La capital gallega presenta, además, un componente estacional muy marcado. La demanda de vivienda se dispara con el inicio del curso universitario, generando cada año escenas de estudiantes haciendo colas para conseguir piso. Esta presión estacional convive con una demanda estable de profesionales, funcionarios y trabajadores del sector servicios que también necesitan un techo.
## Las dudas que planean sobre la medida
No todo son parabienes en esta declaración. Voces del sector inmobiliario y de algunos propietarios han expresado su preocupación por lo que consideran una intervención excesiva en el mercado. La experiencia en otras comunidades autónomas ha demostrado que el control de precios puede tener efectos secundarios no deseados, como la retirada de viviendas del mercado de alquiler o el incremento de los alquileres temporales y turísticos, que quedan fuera de esta regulación.
El verdadero desafío para Santiago será compaginar la contención de precios con el estímulo necesario para que la oferta de vivienda aumente. Sin nuevas promociones de vivienda pública, sin incentivos para que los pequeños propietarios pongan sus pisos en el mercado de alquiler y sin una política decidida contra la vivienda vacía, cualquier medida de control corre el riesgo de quedarse en un simple parche.
## Un plazo de tres años para demostrar resultados
El horizonte temporal fijado es de tres años, un periodo suficiente para evaluar si las medidas están dando frutos o si, por el contrario, generan distorsiones que empeoran la situación. Durante este tiempo, el Concello deberá hacer un seguimiento riguroso de los indicadores del mercado y estar dispuesto a ajustar las políticas si fuera necesario.
La declaración de zona tensionada no es un fin en sí misma, sino una herramienta. Su eficacia dependerá de cómo se combine con otras políticas de vivienda: desde la construcción de vivienda protegida hasta la rehabilitación de inmuebles, pasando por la lucha contra la especulación y la promoción de un modelo turístico más equilibrado.
## Una oportunidad que no admite demora
**Santiago tiene ahora la oportunidad de demostrar que el control de alquileres puede ser algo más que una medida cosmética.** La capital gallega, con su peso institucional, su universidad y su atractivo turístico, se ha convertido en un laboratorio de políticas de vivienda en Galicia. El éxito o fracaso de esta experiencia servirá de referencia para otras ciudades que contemplan dar el mismo paso.

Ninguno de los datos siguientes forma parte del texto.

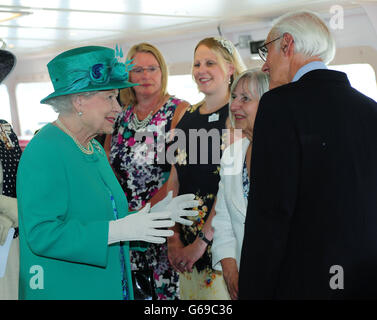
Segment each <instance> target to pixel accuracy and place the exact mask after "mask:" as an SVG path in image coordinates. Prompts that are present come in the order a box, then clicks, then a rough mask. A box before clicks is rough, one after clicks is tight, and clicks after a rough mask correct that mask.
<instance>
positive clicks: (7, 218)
mask: <svg viewBox="0 0 377 320" xmlns="http://www.w3.org/2000/svg"><path fill="white" fill-rule="evenodd" d="M12 225H13V222H12V220H10V219H9V218H8V217H7V216H4V215H2V214H0V246H2V245H4V243H5V240H6V239H7V236H8V232H9V229H10V228H11V227H12Z"/></svg>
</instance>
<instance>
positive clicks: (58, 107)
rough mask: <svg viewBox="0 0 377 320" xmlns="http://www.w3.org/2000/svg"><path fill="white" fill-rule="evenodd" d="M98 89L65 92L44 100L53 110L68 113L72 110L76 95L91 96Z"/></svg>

La pelota está ahora en el tejado del Concello y de la Xunta. La declaración de zona tensionada abre la puerta a intervenir en el mercado, pero sin una apuesta decidida por aumentar la oferta de vivienda asequible, difícilmente se resolverá un problema que lleva años enquistado. Los próximos tres años serán decisivos para saber si Santiago logra conciliar el derecho a la vivienda con un mercado que, hasta ahora, ha demostrado ser incapaz de autorregularse.